AMLG: Well they are sort of at least coming together on AI ethics. So that’s a start.
GM: It is good that people are talking about the ethical issues and there are serious issues that deserve consideration. The only thing I would say there is, some people are hysterical about it, thinking that real AI is around the corner and it probably isn’t. I think it’s still OK that we start thinking about these things now, even if real AI is further away than people think it is. If that’s what moves people into action and it takes 20 years, but the action itself takes 20 years, then it’s the right timing to start thinking about it now.
AMLG: I want to get back to your alternative approach to solving AI, and why it’s so important. So you’ve come up with what you believe is a better paradigm, taking inspiration from cognitive psychology. The idea is that your algorithms are a much quicker study, that they’re more efficient and less data hungry, less brittle and that they can have broader applicability. And in a brief amount of time you’ve had impressive early results. You’ve run a bunch of image recognition tests comparing the techniques and have shown that your algorithms perform better, using smaller amounts of data, often called sparse data. So deep learning works well when you have tons of data for common examples and high frequency things. But in the real world, in most domains, there’s a long tail of things where there isn’t a lot of data. So while neural nets may be good at low level perception, they aren’t as good at understanding integrated wholes. So tell us more about your approach, and how your training in cognitive neuroscience has informed it?

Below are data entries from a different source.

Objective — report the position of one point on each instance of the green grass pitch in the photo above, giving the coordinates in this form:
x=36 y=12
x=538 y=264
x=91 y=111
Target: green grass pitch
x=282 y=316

GM: My training was with Steve Pinker. And through that training I became sensitive to the fact that human children are very good at learning language, phenomenally good, even when they’re not that good at other things. Of course I read about that as a graduate student, now I have some human children, I have a four-year-old and a two-and-a-half year old. And it’s just amazing how fast they learn.
AMLG: The best AI’s you’ve ever seen.
GM: The best AI’s I’ve ever seen. Actually my son shares a birthday with Rodney Brooks, who’s one of the great roboticists, I think you know him well. For a while I was sending Rodney an e-mail message every year saying “happy birthday. My son is now a year old. I think he can do this and your robots can’t.” It was kind of a running joke between us.
AMLG: And now he’s vastly superior to all of the robots.
GM: And I didn’t even bother this year. The four year olds of this world, what they can do in terms of motor control and language is far ahead of what robots can do. And so I started thinking about that kind of question really in the early 90s. and I’ve never fully figured out the answer but part of the motivation for my company was, hey we have these systems now that are pretty good at learning if you have gigabytes of data and that’s great work if you can get it, and you can get it sometimes. So speech recognition, if you’re talking about white males asking search queries in a quiet room, you can get as much labelled data, which is critical, for these systems as you want. This is how somebody says something and this is the word written out. But my kids don’t need that. They don’t have labelled data, they don’t have gigabytes of label data they just kind of watch the world and they figure all this stuff out.